Now suspect commits and suggested assignees should start appearing on the Issue Details page. Sentry determines these using files observed in the stack trace, authors of those files, and ownership rules.

  1. Check your email for the alert about the new error. Notice that a new "Suspect Commits" section has been added to the email.

    Suspect Commits email

  2. Click "View on Sentry" to open the Issue Details page.

  3. Verify that the "Suspect Commits" section now points to the suspected commit that likely introduced the error. You can click on the commit link to see the actual commit details on GitHub.

  4. In the right side panel, click under "Assigned To" to open the dropdown to see suggested assignees. You'll see that the author of the suspect commit is listed as a suggested assignee for this issue.

    Suggested Assignees

    You can assign the issue to the suggested assignee by clicking on their email. Alternatively, you can choose to assign the issue to other users or teams associated with the project.

The interactive demo below shows how to view suspect commits and suggested assignees for an issue.

Verify that releases have been configured correctly.

  1. In the main panel's "Tags" section, find the release tag and hover over the release ID link. You should see in the popup that the release now contains commit data.

  2. Click on the release ID link to open the Release Details page.

  3. Select the "Commits" tab. Notice that release now contains the associated list of commits.

The interactive demo below shows how to view commits associated with the release.

Stack trace links allows you to jump from a stack trace in sentry.io to the corresponding file in your source code provider.
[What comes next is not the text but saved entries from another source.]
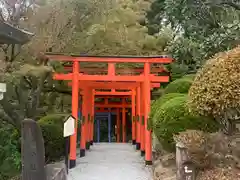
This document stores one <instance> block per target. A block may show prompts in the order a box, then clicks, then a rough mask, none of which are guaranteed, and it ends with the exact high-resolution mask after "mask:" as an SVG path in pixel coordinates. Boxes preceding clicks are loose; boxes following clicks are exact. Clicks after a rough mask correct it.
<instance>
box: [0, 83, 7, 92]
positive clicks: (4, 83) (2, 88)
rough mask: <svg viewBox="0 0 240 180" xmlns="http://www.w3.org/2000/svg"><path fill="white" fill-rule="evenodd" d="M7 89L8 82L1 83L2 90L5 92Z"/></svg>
mask: <svg viewBox="0 0 240 180" xmlns="http://www.w3.org/2000/svg"><path fill="white" fill-rule="evenodd" d="M6 91H7V85H6V83H0V92H1V93H5V92H6Z"/></svg>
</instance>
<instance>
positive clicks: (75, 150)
mask: <svg viewBox="0 0 240 180" xmlns="http://www.w3.org/2000/svg"><path fill="white" fill-rule="evenodd" d="M79 68H80V67H79V62H77V61H74V62H73V73H72V74H73V76H72V116H73V117H74V118H75V119H76V124H75V133H74V134H73V135H72V136H71V137H70V156H69V160H70V162H69V163H70V164H69V168H70V169H71V168H74V167H75V166H76V156H77V152H76V151H77V121H78V98H79V97H78V96H79V81H78V75H79Z"/></svg>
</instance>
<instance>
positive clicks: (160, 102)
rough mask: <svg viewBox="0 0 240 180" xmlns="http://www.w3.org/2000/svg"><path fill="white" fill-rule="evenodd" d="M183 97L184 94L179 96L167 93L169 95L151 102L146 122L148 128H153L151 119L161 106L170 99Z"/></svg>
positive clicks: (176, 93) (173, 94) (152, 121)
mask: <svg viewBox="0 0 240 180" xmlns="http://www.w3.org/2000/svg"><path fill="white" fill-rule="evenodd" d="M182 96H185V94H181V93H169V94H164V95H163V96H162V97H160V98H158V99H157V100H155V101H153V103H152V104H151V111H150V115H149V120H148V127H149V128H150V129H152V128H153V124H154V122H153V117H154V115H155V113H156V111H158V109H160V108H161V106H162V105H163V104H164V103H165V102H167V101H169V100H170V99H172V98H175V97H182Z"/></svg>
This is done by matching the file path in the stack trace to the file path in your source code provider.

  1. Go to the Issue Details page for the error you generated in the previous step.

  2. Click "Tell us where your source code is" so Sentry can verify your code mapping.

  3. In the popup, verify or enter the file path and the correct GitHub URL.

  4. Click "Save". You should now see that the stack trace is linked to the code file in GitHub.

  5. Click "Open this line in GitHub" to go directly to the line of code causing the error.

The interactive demo below walks through how to set up and view stack trace links in the UI.

With GitHub integrated and your releases linked to your sources and commits, you can use Sentry's suspect commits, suggested assignees, and stack trace links to help you triage and resolve issues faster. To learn more about how to get the most value out of releases and integrations, check out these resources:

You should now have Sentry's error monitoring set up with source maps and suspect commits working.

On top of error monitoring, Sentry offers other features to help you detect and fix problems with your apps, like:

  • Session Replay to view a a video-like reproduction of your user sessions when errors occur.
  • Performance Monitoring to track application performance and errors across services.
  • Profiling to get deeper level of visibility on top of traditional tracing.

As well as Codecov to give you automated code coverage reports as part of your CI/CD.